# has anyone ever mounted a whizzer motor on a girls frame?



## oquinn (Sep 24, 2014)

I would like to know?


----------



## bricycle (Sep 24, 2014)

if it was wide enough you could. Whiz has minimum clearance specs listed. rear belt lenght would be custom tho...


----------



## Nickinator (Sep 24, 2014)

That's an interesting idea, but would the frame support it? I suspect (depending on the frame) that it may need reinforcing, have seen some girl's frame fold up with too much stress....

Darcie


----------



## JAF/CO (Sep 24, 2014)

you could carry the tank under your arm

other than that what is the reason to use a girls frame ?


----------



## schwinnderella (Oct 2, 2014)

I have no idea why anyone would do it other than to be different. I seem to remember seeing one about 25 years ago somewhere in the midwest.


----------



## jkent (Oct 3, 2014)

Why not put the tank on the rear rack?
JKent


----------



## Jeff54 (Oct 3, 2014)

schwinnderella said:


> I have no idea why anyone would do it other than to be different. I seem to remember seeing one about 25 years ago somewhere in the midwest.

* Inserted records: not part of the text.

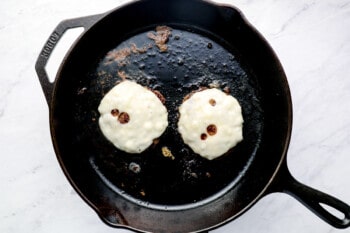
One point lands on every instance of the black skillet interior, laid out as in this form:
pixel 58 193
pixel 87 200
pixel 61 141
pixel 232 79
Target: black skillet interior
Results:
pixel 193 60
pixel 209 45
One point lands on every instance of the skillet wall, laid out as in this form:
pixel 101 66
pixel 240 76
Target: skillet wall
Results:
pixel 222 22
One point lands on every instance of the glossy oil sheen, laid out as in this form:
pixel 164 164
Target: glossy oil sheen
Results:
pixel 192 61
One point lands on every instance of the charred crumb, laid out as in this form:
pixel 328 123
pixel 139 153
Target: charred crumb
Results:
pixel 167 153
pixel 192 93
pixel 136 50
pixel 161 37
pixel 117 55
pixel 82 91
pixel 120 55
pixel 134 167
pixel 122 75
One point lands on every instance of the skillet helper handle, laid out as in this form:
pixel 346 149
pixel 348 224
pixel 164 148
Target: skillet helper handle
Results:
pixel 85 22
pixel 314 200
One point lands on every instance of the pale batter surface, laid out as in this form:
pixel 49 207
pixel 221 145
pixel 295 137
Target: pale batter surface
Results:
pixel 132 116
pixel 211 122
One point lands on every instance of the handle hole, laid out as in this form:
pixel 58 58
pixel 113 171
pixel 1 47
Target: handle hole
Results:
pixel 333 211
pixel 60 51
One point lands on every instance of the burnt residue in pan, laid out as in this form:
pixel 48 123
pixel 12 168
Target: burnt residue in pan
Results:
pixel 169 172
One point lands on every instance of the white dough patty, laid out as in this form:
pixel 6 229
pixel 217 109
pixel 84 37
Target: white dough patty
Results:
pixel 211 123
pixel 131 117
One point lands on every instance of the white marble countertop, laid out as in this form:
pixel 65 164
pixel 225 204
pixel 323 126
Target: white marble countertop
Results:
pixel 310 37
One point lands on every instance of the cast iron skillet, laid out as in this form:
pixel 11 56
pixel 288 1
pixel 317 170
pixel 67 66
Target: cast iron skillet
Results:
pixel 210 45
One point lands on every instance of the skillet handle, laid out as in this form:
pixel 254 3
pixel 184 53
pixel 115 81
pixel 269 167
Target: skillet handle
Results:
pixel 313 199
pixel 85 22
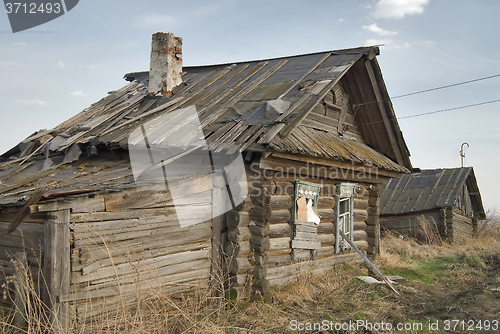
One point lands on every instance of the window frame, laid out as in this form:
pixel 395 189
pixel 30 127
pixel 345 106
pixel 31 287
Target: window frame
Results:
pixel 344 193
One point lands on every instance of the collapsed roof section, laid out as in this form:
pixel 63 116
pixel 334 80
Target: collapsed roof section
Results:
pixel 262 106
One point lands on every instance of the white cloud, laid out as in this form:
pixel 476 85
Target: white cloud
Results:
pixel 376 29
pixel 157 21
pixel 388 43
pixel 396 9
pixel 38 103
pixel 76 95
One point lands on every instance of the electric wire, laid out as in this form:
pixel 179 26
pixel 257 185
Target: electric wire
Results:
pixel 436 111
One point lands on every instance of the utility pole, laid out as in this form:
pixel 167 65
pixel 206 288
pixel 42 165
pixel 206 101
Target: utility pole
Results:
pixel 462 153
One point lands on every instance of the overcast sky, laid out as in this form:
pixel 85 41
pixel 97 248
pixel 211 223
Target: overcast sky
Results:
pixel 53 71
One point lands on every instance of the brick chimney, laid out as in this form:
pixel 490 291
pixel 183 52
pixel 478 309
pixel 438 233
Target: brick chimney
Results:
pixel 165 72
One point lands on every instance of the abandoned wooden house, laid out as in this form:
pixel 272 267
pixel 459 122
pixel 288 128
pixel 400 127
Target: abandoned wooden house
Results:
pixel 448 198
pixel 316 129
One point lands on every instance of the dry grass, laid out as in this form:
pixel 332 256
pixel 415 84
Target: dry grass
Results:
pixel 434 273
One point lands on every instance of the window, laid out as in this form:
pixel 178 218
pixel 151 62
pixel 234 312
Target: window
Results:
pixel 344 219
pixel 304 218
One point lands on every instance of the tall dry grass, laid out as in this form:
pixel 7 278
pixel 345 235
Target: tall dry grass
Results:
pixel 200 310
pixel 396 251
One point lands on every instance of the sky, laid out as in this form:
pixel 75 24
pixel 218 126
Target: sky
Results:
pixel 53 71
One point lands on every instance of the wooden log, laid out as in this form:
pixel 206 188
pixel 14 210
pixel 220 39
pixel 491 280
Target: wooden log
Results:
pixel 305 244
pixel 328 227
pixel 281 202
pixel 372 220
pixel 155 283
pixel 238 265
pixel 359 215
pixel 235 218
pixel 260 196
pixel 120 215
pixel 373 211
pixel 326 214
pixel 144 265
pixel 359 235
pixel 78 204
pixel 135 233
pixel 57 266
pixel 360 203
pixel 259 230
pixel 91 253
pixel 218 210
pixel 259 244
pixel 361 244
pixel 371 231
pixel 279 188
pixel 280 216
pixel 374 201
pixel 259 272
pixel 280 230
pixel 293 271
pixel 260 213
pixel 326 239
pixel 359 226
pixel 245 205
pixel 20 273
pixel 239 234
pixel 279 243
pixel 145 254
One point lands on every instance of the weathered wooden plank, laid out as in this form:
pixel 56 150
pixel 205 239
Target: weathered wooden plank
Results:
pixel 306 244
pixel 279 243
pixel 57 266
pixel 280 230
pixel 137 198
pixel 145 265
pixel 305 236
pixel 141 232
pixel 241 94
pixel 79 204
pixel 144 254
pixel 159 281
pixel 288 273
pixel 91 253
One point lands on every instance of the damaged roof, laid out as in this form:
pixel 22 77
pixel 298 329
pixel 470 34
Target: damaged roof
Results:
pixel 247 106
pixel 430 189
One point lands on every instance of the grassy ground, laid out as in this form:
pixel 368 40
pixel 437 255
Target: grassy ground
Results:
pixel 443 286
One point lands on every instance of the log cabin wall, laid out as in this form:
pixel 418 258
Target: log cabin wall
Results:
pixel 270 225
pixel 24 245
pixel 409 224
pixel 129 245
pixel 459 227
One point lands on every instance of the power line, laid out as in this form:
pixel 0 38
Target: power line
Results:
pixel 447 86
pixel 450 109
pixel 431 89
pixel 437 111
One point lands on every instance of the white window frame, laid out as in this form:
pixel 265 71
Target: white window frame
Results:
pixel 344 220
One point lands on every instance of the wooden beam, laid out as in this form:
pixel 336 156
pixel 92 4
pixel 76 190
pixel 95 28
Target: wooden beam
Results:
pixel 57 267
pixel 335 163
pixel 25 210
pixel 343 113
pixel 286 131
pixel 217 226
pixel 384 113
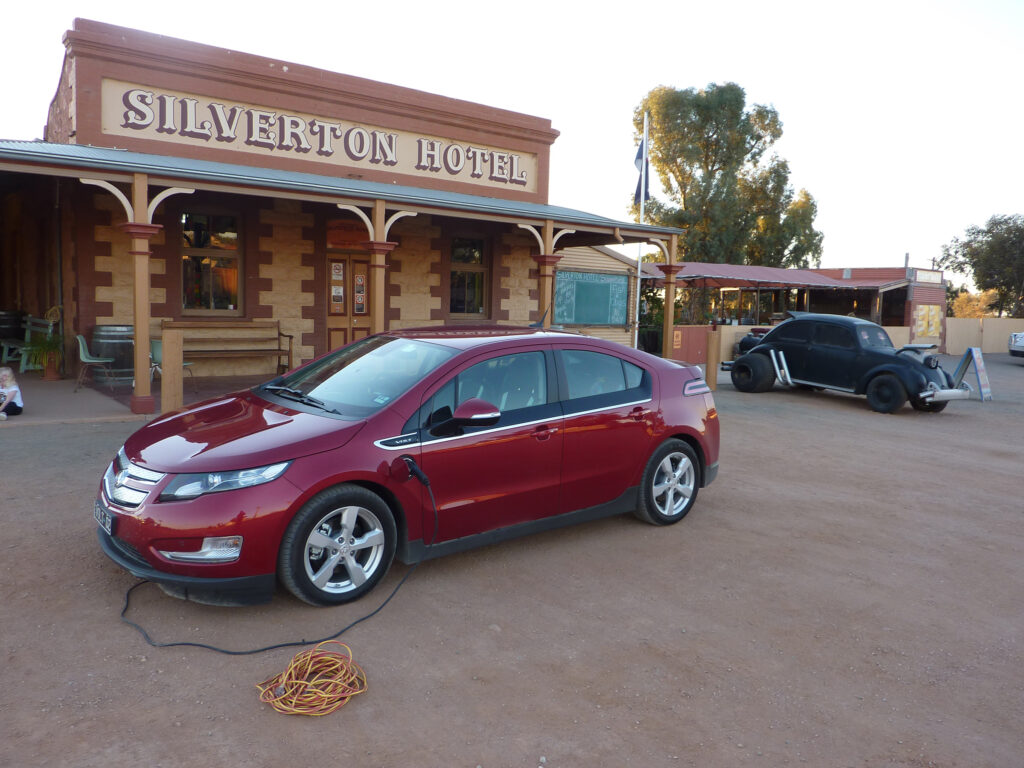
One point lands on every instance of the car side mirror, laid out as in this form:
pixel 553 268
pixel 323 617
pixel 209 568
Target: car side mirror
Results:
pixel 476 413
pixel 472 413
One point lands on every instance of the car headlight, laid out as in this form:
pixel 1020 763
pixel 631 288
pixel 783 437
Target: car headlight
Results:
pixel 193 486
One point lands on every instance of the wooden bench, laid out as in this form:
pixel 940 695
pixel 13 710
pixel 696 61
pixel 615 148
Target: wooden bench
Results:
pixel 221 339
pixel 13 349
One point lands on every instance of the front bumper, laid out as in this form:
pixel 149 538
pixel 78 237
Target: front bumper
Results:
pixel 934 394
pixel 237 591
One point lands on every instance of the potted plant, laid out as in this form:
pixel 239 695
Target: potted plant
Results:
pixel 46 352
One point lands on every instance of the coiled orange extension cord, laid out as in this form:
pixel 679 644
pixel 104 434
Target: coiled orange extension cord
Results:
pixel 315 682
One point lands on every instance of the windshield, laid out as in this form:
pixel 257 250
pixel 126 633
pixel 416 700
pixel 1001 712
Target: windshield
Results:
pixel 363 378
pixel 873 336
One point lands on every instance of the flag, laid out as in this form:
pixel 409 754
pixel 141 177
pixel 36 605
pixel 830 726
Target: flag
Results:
pixel 643 165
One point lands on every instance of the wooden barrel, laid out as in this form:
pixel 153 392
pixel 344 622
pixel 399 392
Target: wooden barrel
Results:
pixel 117 342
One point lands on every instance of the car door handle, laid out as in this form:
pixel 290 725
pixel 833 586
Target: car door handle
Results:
pixel 544 432
pixel 638 414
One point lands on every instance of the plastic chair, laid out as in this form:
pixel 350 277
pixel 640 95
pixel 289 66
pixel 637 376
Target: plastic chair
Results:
pixel 157 360
pixel 89 360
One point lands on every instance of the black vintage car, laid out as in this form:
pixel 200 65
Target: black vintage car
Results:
pixel 848 354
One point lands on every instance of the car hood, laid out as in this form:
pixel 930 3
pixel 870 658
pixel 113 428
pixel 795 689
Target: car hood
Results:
pixel 237 431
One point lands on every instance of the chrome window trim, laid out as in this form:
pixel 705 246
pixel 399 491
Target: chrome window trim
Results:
pixel 561 417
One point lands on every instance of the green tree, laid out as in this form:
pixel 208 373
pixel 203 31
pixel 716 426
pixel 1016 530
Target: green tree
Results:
pixel 734 204
pixel 993 255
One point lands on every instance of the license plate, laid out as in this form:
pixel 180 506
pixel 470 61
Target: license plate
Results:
pixel 103 517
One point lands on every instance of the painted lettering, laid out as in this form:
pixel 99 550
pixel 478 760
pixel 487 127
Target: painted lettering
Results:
pixel 138 109
pixel 499 167
pixel 479 157
pixel 193 118
pixel 430 151
pixel 188 120
pixel 455 159
pixel 226 124
pixel 167 124
pixel 292 132
pixel 327 133
pixel 356 142
pixel 260 124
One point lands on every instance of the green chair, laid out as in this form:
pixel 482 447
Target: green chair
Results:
pixel 157 360
pixel 87 361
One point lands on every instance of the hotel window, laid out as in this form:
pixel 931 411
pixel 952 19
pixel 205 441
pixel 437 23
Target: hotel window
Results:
pixel 210 263
pixel 469 278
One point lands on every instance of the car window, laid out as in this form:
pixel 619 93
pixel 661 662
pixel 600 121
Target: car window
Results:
pixel 511 382
pixel 589 374
pixel 834 336
pixel 365 377
pixel 793 331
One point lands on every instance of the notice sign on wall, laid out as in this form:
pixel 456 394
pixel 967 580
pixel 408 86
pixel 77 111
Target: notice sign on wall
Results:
pixel 591 298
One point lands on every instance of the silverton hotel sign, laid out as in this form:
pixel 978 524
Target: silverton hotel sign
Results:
pixel 132 110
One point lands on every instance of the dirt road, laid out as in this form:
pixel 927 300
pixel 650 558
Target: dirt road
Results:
pixel 850 592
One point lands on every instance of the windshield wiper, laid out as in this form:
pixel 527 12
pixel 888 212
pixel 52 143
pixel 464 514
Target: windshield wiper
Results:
pixel 300 396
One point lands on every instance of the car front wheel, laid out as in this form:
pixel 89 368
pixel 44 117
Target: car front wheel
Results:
pixel 670 483
pixel 885 393
pixel 338 547
pixel 753 373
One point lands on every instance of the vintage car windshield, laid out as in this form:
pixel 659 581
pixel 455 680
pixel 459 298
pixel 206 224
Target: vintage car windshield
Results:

Yeah, mens is the only smart motorized riders, certainly ladies and girls wouldn't want a motor on a bike? [grin]

And actually I nebber thought about that.. I'd say bike Co's missed the market there, but compensated with friction or tire mounted  add on engines. 

Could prob get a whizzer engine on one but might sit a little too high for comfort. Then again there's nothing like a head, (engine head)  heating a girl up.


----------